The exploit is very efficient and fits in a tweet:

1\. Take C = E(K, IV) \xor P from GCM encryption

2\. Make a guess of P, send (IV \ xor PADDING) || (C \xor P_guess) to the CBC
oracle where PADDING is a fixed constant. If the oracle returns that the
padding is correct, P_guess is correct. Otherwise make another guess.

The root cause of the issue runs pretty deep. It's a class of crypto
vulnerabilities we called "in-band protocol negotiation". That is, the
ciphertext contains protocol-related parameters that determine how it should
be decrypted. The JWT standard has this issue, which has led to countless
"alg": "none" vulnerabilities. JWT is not alone, this mistake is presented in
many other libraries or standards.

I wrote about how we avoid this issue in Tink [2] [3]:

>2/ A key in Tink contains not only the raw key material, but also all
necessary parameters. It is equivalent to the result of a handshake. Before
any data encryption can take place, both sides have to reach an agreement not
only on a raw key, but also how to use that key to encrypt data. Since a key
in Tink contains all parameters, Tink does not require in-band ciphersuite
negotiation. That is no ciphertext in Tink contains any other metadata aside
from a key ID.

>This design sounds so simple but I've seen people get this wrong all the
time. For example, the root cause of many embarrassing vulnerabilities in JWT
[1] is in-band ciphersuite negotiation. That is, a JWT contains an alg field
that dictates how the receiver should process it. This alg field should rather
be included as part of the key.

>JWT is not the only standard making this mistake. Many crypto libraries only
ask users for the raw key material. This means the parameters are either
implicitly assumed or under specified. Aside from the aforementioned
vulnerabilities, this can also lead to key confusion, cross-protocol key reuse
and make it hard to rotate keys or change algorithms.
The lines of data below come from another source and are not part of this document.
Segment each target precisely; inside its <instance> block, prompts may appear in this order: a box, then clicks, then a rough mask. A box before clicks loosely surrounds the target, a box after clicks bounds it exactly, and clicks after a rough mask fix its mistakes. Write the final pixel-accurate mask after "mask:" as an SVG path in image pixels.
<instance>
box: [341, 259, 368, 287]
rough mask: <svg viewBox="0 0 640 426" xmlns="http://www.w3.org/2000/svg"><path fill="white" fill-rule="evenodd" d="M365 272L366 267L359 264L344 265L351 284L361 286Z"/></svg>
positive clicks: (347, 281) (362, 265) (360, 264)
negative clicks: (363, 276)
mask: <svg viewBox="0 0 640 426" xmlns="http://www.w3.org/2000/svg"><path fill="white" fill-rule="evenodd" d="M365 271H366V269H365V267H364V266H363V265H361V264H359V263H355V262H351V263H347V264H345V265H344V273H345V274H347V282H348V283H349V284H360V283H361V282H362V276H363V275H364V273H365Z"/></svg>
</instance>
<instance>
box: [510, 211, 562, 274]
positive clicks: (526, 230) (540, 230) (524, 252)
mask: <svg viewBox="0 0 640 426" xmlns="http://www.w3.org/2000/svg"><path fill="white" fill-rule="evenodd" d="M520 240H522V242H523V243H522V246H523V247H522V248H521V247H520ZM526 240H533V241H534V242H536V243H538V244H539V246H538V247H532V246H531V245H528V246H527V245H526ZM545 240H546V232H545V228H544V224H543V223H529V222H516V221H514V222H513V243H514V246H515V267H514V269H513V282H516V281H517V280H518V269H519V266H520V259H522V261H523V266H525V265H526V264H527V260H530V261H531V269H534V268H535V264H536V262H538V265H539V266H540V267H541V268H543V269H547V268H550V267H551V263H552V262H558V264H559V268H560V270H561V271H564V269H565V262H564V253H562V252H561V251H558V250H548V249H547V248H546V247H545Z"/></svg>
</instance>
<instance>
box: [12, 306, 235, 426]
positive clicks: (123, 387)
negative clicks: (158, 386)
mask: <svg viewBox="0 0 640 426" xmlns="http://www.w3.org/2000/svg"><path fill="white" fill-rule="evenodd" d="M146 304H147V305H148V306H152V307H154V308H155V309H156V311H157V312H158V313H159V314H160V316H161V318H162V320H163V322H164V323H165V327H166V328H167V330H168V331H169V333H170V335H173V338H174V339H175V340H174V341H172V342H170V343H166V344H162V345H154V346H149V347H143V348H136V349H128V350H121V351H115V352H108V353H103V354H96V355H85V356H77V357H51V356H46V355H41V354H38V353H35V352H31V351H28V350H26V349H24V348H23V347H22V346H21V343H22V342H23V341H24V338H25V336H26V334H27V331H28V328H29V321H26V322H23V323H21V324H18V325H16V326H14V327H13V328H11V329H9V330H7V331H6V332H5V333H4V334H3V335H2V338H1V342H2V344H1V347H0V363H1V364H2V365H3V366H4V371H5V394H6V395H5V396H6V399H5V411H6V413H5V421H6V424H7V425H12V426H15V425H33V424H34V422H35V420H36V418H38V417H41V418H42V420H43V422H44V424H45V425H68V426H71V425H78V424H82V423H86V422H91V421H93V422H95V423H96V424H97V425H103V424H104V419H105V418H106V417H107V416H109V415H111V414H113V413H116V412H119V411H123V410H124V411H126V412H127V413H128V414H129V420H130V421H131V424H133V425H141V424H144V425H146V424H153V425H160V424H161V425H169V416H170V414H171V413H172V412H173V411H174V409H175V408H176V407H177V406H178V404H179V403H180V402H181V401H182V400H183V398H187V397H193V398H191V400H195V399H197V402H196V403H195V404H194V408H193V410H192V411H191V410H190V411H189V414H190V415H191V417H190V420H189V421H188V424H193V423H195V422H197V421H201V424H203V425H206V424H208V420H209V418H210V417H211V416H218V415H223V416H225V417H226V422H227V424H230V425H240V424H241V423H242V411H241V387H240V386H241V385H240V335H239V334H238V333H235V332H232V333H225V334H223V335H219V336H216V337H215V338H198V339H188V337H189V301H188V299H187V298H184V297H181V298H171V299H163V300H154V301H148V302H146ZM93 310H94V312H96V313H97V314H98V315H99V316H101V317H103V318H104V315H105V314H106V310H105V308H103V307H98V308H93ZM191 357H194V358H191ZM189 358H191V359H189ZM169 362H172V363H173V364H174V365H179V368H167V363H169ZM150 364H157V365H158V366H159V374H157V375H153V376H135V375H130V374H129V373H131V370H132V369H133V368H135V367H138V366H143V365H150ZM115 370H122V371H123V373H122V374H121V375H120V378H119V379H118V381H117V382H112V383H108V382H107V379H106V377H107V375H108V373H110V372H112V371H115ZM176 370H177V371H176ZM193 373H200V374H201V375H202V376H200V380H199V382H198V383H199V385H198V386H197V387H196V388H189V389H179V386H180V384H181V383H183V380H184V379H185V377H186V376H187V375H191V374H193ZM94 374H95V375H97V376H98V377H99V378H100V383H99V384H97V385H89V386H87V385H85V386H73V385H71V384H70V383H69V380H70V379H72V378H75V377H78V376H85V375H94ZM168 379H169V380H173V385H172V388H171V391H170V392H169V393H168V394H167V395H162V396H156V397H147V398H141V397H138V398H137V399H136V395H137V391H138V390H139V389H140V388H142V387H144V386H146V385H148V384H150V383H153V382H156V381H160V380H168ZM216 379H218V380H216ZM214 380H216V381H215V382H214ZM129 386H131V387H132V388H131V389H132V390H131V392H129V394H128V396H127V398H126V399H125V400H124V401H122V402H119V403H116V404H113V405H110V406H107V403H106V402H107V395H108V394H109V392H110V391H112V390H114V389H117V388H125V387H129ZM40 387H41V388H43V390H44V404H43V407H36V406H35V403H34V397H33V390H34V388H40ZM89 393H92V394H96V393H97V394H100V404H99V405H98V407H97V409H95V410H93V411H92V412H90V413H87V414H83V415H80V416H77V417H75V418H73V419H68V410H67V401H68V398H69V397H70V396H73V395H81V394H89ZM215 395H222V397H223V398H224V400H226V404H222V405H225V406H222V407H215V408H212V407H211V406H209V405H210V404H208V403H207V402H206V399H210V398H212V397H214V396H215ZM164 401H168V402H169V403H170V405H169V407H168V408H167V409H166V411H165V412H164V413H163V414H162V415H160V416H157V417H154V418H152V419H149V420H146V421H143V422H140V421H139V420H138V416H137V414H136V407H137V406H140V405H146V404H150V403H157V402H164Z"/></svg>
>To the best of my knowledge, Tink is the only high-level library that gets
this right.

[1] [https://github.com/google/security-
research/security/advisor...](https://github.com/google/security-
research/security/advisories/GHSA-7f33-f4f5-xwgw)

[2] [https://github.com/google/tink](https://github.com/google/tink)

[3]
[https://news.ycombinator.com/item?id=23215652](https://news.ycombinator.com/item?id=23215652)